In Thailand, details of the most recent victim of lèse majesté laws emerged this week, adding to a long year of crackdowns on free speech in the country. Alongside the news coverage, Freedom Against Censorship Thailand (FACT) published new analyses demonstrating the magnitude of measures the Southeast Asian state has taken to block websites it deems politically offensive.
On Tuesday, Professor Somsak Jeamteerasakul, a historian and prominent critic of the Thai monarchy, posted updates on a university student who made comments on Facebook in March and April of 2010. According to Political Prisoners in Thailand, royalists attacked the then-18-year-old student, Natthakarn Sakuldarachat, on the Internet for criticizing the King and accused her of lèse majesté, resulting in the university that she had planned to attend subsequently revoking her acceptance because of “her lack of loyalty to the monarchy.” For fear of being harassed, Natthakarn did not show up to exams to apply for another university.
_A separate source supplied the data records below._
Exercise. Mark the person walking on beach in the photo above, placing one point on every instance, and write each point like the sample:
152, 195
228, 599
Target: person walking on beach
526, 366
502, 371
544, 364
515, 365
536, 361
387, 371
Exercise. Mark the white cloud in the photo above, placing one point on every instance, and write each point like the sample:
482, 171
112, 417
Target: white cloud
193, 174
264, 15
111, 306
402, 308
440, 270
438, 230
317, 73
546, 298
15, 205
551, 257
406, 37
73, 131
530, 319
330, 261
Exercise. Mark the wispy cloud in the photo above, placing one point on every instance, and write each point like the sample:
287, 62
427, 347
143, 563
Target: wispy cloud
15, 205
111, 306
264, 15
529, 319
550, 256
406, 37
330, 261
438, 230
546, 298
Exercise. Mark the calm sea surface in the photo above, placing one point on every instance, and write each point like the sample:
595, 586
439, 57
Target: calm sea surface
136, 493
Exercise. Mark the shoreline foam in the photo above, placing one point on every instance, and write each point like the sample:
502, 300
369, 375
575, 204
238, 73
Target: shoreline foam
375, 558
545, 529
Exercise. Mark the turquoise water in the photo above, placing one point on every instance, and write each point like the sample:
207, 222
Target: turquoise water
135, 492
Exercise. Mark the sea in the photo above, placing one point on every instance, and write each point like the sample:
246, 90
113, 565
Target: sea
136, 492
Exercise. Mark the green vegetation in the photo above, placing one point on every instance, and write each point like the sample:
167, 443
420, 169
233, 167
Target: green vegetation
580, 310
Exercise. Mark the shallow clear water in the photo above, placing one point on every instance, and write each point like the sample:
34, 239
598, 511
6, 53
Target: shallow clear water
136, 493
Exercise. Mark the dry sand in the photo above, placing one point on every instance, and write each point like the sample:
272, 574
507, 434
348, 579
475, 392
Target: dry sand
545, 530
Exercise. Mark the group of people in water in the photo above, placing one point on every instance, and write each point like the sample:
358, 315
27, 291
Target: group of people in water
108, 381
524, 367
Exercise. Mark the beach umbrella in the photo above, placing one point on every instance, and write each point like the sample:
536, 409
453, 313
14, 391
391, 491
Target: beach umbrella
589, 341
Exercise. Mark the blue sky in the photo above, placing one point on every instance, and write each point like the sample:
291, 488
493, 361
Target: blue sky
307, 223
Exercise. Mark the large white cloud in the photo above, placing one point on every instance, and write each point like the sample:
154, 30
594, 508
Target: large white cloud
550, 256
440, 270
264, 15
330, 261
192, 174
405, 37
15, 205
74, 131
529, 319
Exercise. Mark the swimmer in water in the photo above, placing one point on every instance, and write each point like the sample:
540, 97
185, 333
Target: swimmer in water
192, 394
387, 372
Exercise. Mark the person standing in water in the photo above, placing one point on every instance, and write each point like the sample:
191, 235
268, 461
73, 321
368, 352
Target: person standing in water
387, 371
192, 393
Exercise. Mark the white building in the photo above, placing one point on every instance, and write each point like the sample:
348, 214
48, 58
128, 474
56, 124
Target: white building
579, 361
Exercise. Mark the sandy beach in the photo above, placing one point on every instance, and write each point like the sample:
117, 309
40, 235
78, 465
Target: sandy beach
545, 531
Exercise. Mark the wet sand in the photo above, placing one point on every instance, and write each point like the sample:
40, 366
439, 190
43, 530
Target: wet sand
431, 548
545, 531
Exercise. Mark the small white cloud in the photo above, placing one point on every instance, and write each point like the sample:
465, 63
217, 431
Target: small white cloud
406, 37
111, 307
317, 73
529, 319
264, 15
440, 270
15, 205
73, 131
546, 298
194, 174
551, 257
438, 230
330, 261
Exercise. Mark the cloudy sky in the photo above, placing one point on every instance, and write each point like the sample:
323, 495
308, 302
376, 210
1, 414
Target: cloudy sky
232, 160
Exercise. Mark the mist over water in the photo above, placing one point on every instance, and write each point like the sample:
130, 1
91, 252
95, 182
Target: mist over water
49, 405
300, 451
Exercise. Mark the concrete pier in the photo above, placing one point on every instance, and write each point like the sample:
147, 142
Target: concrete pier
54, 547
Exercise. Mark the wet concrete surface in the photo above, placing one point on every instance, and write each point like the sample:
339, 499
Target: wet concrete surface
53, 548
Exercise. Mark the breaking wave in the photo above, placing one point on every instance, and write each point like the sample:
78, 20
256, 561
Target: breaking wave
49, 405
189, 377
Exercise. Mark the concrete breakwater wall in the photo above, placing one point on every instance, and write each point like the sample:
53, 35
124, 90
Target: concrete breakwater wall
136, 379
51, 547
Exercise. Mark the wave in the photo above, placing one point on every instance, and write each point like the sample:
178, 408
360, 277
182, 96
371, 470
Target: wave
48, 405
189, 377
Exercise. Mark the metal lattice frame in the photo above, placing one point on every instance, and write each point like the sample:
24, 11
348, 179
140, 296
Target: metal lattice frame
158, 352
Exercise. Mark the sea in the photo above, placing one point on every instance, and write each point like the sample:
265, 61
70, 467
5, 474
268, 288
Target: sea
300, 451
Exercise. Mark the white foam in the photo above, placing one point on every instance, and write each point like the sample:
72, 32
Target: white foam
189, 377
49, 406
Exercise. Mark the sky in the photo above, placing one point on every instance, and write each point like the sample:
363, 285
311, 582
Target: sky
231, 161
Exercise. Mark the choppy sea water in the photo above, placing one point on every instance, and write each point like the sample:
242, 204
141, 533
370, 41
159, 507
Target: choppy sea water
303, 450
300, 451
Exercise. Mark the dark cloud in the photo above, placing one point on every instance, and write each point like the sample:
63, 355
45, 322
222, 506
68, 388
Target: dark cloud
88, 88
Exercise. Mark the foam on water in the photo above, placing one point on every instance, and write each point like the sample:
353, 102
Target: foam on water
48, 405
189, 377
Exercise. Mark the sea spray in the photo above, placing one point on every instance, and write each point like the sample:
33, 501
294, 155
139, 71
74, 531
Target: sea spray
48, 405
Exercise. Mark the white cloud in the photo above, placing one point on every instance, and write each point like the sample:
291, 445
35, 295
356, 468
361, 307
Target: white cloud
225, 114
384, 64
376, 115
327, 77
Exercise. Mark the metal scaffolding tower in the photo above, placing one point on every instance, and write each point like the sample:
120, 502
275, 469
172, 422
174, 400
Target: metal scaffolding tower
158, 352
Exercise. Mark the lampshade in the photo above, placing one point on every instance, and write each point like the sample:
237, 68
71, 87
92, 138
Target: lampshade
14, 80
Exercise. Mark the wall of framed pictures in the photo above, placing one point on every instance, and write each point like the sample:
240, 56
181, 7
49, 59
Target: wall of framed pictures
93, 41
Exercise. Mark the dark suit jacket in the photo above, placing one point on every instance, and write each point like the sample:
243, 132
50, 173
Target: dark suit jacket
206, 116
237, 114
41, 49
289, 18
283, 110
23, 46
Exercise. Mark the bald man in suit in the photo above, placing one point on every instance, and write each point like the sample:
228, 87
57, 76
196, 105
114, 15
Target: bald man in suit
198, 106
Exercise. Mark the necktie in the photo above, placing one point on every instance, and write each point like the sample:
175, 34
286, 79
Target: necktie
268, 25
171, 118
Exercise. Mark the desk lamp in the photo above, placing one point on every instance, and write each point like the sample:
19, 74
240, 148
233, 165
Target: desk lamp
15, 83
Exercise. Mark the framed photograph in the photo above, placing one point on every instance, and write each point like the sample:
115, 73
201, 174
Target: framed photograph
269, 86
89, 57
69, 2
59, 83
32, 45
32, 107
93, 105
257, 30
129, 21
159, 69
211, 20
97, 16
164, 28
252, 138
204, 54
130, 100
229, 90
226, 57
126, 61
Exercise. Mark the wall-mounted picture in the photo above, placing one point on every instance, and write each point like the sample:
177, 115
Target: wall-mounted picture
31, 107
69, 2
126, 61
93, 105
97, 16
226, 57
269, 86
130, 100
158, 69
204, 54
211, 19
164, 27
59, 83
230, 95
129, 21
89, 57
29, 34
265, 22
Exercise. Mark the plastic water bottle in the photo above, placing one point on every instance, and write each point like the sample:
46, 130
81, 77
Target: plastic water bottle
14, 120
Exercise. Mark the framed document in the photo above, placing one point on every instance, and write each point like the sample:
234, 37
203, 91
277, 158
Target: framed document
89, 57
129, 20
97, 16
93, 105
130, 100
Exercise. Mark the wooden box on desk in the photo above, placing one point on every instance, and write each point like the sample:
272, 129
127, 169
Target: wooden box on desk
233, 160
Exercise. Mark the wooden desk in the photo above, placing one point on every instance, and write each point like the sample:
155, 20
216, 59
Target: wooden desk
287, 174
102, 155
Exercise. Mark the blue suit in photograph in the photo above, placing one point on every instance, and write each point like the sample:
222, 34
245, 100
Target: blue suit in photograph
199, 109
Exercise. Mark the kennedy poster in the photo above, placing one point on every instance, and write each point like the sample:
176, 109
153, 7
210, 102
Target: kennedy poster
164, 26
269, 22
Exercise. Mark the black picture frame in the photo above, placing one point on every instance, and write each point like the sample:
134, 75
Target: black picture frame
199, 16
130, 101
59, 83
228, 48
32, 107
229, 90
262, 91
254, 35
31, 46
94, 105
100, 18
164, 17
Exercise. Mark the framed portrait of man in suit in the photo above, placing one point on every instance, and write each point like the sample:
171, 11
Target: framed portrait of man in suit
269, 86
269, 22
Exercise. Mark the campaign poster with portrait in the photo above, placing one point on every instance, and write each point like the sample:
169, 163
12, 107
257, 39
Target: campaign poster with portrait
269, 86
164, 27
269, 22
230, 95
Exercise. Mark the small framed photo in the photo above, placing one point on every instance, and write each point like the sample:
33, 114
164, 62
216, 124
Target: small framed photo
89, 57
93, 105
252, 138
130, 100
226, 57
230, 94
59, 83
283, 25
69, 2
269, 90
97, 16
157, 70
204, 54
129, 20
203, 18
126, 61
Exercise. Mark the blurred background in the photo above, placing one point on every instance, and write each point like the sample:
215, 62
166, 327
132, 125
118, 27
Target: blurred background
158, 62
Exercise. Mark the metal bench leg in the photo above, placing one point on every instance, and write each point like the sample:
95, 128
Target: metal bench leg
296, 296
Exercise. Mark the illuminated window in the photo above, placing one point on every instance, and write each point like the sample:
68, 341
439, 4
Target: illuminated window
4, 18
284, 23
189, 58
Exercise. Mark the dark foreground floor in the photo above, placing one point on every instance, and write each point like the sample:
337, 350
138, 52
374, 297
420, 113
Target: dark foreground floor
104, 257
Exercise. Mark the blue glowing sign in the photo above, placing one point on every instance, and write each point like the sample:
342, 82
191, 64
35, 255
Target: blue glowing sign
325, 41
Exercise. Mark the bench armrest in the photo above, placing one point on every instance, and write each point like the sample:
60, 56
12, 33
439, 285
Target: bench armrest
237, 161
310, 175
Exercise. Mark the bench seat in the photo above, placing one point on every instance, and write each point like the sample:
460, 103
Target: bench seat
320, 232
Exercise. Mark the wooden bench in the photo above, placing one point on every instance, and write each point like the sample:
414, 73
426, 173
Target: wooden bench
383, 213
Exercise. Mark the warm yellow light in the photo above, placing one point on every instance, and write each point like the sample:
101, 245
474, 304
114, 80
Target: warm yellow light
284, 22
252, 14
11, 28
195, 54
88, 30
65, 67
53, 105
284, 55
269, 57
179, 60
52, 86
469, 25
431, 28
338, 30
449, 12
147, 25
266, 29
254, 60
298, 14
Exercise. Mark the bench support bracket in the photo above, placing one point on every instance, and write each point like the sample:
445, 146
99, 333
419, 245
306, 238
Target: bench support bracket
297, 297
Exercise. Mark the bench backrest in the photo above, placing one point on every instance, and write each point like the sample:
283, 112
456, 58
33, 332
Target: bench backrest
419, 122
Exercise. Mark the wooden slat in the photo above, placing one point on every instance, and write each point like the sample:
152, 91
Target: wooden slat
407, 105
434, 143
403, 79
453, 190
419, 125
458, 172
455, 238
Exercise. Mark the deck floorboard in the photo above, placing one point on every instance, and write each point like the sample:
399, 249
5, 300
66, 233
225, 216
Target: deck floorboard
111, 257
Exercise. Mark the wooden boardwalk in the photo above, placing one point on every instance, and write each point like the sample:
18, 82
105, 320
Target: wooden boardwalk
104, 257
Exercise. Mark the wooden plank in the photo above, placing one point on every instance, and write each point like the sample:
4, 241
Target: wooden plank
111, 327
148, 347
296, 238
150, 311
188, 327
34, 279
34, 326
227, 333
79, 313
While she ultimately was accepted to a school a year later, royalists had in the meantime gone to the police to lodge a complaint for her comments. In October 2011, she was charged under lèse majesté laws. Her first appearance in court is scheduled for February 11th, 2012.
Unfortunately, the Thai government is taking other severe measures to censor its citizens as well. Despite the Thai foreign minister’s admission in October that the government may have been misusing lèse majesté in a way that “inadvertently” stifled free expression, FACT posted a blog summarizing the recent history of free-wheeling Internet censorship in the country. The organization analyzed published reports from Thailand’s iLaw Foundation and other sources, including figures showing hundreds of thousands of sites blocked and billions of baht (equivalent to tens millions of US dollars) spent to block the offending pages. FACT claims that on December 28th alone, the MICT blocked 777,286 websites.
As we’ve reported, Natthakarn is only the most recent case emerging involved lèse majesté charges. There is the continuing case of Prachatai editor Jiew, whose trial resumes February 14th 2012, and the case of an American blogger who recently was sentenced to two and a half years to Thai prison for translating a biography of the King. And around the same time as the announcement that the Ministry of Information and Communication Technology (MICT) would begin monitoring comments and “likes” on Facebook, a 61-year-old truck driver was sentenced to 20 years for sending texts deemed offensive to the throne. The Thai government has also been found to successfully collect information from web hosting companies to help them identify bloggers’ identities.
EFF condemns the Thai government’s ongoing efforts to silence political speech on the Internet. International awareness of the Thai government’s legal abuses could help pressure the state to re-evaluate its draconian policies. We will be covering the trials of Jiew and Natthakarn in February, and will continue to monitor any developments in the MICT’s war against free expression.